After beating each other with fence posts and whirling through a hay baler, the Martin brothers were instructed by Bugs to walk off the edge of a cliff. It was far from proportional, but it certainly felt like justice.
The Bugs Bunny way of war was informed by the experience of World War II. America had been slow to enter the war, but when it did, it used overwhelming force to achieve the unconditional surrender of its enemies.
Completely defeating one’s enemies was easier to support when the country was united in the belief that the United States was a force for good in the world while our enemies were advancing evil. Proportionality, such as bombing ships in Tokyo Bay as the Japanese had done to us at Pearl Harbor, would not have felt like justice because it would have left unchecked the evil they would have continued to perpetrate had we not achieved total victory.
The craving for proportionality stems from a loss of confidence in the righteousness of our side. Watching cartoons, I knew that Bugs was good and that Yosemite Sam started the whole thing, just as I knew America was good and that the Germans and Japanese started the whole thing. But a growing number of our ruling elite and their political supporters are not sure about who is good and bad or when anything really starts.

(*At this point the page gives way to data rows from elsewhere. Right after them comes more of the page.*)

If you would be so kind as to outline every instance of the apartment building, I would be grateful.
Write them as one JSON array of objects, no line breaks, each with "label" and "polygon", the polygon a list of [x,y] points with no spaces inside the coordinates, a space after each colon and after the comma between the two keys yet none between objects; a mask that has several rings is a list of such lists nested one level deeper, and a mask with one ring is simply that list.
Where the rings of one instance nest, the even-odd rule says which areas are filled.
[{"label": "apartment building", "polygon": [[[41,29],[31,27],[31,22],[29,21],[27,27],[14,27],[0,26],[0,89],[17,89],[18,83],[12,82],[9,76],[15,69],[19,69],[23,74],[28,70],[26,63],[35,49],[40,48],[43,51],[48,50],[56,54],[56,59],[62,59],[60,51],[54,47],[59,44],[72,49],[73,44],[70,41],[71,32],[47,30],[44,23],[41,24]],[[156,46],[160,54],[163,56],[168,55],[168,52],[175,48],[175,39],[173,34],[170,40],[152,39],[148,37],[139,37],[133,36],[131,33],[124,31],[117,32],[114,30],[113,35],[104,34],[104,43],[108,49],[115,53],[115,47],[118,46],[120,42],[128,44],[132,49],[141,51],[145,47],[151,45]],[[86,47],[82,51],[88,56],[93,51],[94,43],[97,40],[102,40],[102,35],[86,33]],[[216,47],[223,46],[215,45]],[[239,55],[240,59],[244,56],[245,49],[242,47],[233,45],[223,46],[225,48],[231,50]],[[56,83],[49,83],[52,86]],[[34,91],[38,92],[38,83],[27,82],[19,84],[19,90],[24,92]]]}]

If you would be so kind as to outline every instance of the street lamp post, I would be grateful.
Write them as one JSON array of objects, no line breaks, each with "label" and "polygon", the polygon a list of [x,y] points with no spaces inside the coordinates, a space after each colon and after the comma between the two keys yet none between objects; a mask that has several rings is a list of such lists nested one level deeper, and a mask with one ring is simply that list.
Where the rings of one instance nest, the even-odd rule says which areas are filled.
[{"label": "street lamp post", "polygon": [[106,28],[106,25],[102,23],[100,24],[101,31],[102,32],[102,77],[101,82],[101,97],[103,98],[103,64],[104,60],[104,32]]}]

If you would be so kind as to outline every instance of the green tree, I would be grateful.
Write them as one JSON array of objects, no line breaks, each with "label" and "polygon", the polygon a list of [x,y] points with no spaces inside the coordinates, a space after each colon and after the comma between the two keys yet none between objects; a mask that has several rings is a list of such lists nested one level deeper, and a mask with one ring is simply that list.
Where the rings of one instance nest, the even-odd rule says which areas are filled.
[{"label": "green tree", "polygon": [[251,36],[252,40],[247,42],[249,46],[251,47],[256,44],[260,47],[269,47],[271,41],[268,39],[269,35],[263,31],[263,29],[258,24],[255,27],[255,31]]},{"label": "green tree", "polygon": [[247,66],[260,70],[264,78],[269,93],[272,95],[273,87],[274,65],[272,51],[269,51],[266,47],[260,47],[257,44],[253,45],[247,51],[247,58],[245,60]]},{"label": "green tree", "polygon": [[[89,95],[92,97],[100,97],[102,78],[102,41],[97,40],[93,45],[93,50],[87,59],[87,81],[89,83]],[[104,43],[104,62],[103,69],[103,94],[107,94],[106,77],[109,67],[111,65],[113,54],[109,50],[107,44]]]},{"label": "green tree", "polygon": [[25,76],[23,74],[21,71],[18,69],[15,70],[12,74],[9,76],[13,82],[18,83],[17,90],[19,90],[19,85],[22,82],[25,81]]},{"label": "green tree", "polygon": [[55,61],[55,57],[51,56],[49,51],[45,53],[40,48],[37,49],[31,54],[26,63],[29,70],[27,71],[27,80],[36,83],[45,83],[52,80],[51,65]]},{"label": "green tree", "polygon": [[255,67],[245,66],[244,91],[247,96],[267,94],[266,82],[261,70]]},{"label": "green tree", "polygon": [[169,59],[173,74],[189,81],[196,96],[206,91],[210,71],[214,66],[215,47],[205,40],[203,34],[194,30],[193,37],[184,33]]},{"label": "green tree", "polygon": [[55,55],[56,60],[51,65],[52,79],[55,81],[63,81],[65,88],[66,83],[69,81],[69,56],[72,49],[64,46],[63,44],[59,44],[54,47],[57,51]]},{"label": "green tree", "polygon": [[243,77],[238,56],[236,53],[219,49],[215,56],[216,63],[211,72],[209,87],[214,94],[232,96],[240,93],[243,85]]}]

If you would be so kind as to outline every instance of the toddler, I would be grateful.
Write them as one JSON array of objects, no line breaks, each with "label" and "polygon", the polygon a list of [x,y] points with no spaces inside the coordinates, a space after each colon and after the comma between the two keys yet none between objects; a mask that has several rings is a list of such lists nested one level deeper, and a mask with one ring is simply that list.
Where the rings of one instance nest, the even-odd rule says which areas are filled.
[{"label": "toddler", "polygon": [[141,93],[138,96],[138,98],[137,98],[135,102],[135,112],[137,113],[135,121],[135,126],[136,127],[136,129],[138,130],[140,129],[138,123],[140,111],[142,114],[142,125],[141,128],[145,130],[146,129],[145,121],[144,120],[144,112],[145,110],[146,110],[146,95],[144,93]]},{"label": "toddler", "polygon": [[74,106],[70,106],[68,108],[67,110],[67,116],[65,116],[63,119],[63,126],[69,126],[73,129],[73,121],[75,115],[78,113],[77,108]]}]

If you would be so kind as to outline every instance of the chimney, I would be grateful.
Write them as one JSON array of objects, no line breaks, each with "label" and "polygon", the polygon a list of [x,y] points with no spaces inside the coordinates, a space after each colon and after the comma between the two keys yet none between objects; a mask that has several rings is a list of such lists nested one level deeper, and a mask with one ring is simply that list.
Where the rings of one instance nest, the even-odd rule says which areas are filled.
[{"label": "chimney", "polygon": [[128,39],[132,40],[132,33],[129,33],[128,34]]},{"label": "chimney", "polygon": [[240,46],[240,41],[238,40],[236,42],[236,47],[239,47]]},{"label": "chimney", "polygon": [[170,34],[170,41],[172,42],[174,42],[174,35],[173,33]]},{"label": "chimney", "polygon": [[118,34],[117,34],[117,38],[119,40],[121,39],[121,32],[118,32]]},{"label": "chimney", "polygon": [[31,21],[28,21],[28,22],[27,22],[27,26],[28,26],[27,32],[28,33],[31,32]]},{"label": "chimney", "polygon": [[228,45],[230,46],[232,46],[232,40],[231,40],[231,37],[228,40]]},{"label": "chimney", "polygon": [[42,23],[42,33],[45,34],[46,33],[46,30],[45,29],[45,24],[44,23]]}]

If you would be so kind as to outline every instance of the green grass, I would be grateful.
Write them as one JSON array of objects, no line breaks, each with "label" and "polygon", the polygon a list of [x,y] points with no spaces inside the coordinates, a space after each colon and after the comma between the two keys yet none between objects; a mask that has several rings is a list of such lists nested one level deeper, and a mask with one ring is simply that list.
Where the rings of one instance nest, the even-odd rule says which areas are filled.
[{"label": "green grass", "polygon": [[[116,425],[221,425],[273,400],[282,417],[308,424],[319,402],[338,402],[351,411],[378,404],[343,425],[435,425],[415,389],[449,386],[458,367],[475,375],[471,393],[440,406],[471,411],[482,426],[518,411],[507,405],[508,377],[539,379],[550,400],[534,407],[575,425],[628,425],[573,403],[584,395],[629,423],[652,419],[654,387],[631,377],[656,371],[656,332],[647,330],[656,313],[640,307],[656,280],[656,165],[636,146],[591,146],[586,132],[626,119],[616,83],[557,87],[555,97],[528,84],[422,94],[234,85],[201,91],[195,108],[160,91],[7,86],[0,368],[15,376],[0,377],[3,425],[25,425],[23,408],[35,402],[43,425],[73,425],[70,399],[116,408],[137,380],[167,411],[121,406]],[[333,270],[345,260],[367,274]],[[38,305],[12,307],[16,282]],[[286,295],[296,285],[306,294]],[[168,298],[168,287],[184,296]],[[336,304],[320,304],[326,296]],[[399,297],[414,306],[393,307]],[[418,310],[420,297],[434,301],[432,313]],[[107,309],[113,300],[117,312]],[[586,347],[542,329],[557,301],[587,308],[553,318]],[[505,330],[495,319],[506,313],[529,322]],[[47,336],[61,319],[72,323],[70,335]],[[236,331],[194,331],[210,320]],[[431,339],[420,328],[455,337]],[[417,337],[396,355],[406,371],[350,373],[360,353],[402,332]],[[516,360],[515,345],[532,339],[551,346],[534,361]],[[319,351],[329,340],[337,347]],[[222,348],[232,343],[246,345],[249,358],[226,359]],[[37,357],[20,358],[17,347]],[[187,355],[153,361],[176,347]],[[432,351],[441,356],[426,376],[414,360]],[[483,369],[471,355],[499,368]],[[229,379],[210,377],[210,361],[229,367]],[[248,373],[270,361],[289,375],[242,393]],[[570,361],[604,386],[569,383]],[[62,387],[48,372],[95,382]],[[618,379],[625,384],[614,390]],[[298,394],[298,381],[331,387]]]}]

Happily, the American people still believe in the basic goodness of this country. And they see Israel’s fight against Hamas as part of our global struggle against evil. Zakaria and his ilk may think fairness demands that we call for a halt in fighting when the number of Palestinians dead equals the number of Israelis slaughtered, but this is not how most Americans think. They support having Israelis fight until the threat of Hamas spreading its evil has been eliminated, even if the number of those killed is highly unequal.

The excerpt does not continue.